“These supplies must get to the civilians of Gaza without delay.”
Khan said his office had a continuing investigation into “any crimes committed on the territory of Palestine and any crimes committed, whether it’s by Israel and Palestine or whether it’s acts committed on the territory of Palestine or from Palestine into Israel.”
“This includes current events in Gaza and also current events in the West Bank,” Khan said, adding that he was “very concerned also by the spike of the number of reported incidents of attack by settlers against Palestinian civilians” in the territory Israel has occupied since 1967.
Khan also said hostage taking was a breach of the Geneva Conventions.
“I call for the immediate release of all hostages taken from Israel and for their safe return to their families,” Khan said.
“Israel has clear obligations in relation to its war with Hamas, not just moral obligations but legal obligations” to comply with the laws of conflict, the British lawyer said.
“These principles equally apply to Hamas in relation to firing indiscriminate rockets into Israel,” Khan said.
On Sunday the United Nations warned it feared a breakdown of public order after looting at food aid centres in Gaza run by its agency for Palestinian refugees, UNRWA.
UN chief Antonio Guterres said the situation was “growing more desperate by the hour” as casualties in the war increase and essential supplies of food, water, medicine and shelter dwindle.
Hamas’s armed wing, the Ezzedine al-Qassam Brigades, said on Sunday its “fighters are currently engaged in heavy fighting with machine-guns and anti-tank weapons with the invading occupation (Israeli) forces in northwest Gaza”.
Israel’s army said a new “stage” of the war started with ground incursions since late on Friday, an escalation from two brief operations earlier in the week.

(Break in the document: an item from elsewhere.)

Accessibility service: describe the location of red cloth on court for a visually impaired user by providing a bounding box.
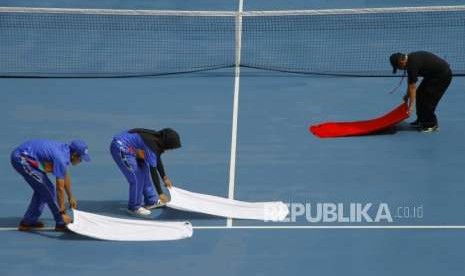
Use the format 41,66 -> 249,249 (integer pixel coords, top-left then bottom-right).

British Prime Minister Rishi Sunak and French President Emmanuel Macron “stressed the importance of getting urgent humanitarian support into Gaza” during a conversation on Sunday, the UK government said.
According to France’s presidential office, the pair also reaffirmed Israel’s right to defend itself within the limits of international law.
Elsewhere, pro-Palestinian rallies were held in Madrid in Spain, Athens in Greece and Casablanca in Morocco on Sunday calling for a ceasefire.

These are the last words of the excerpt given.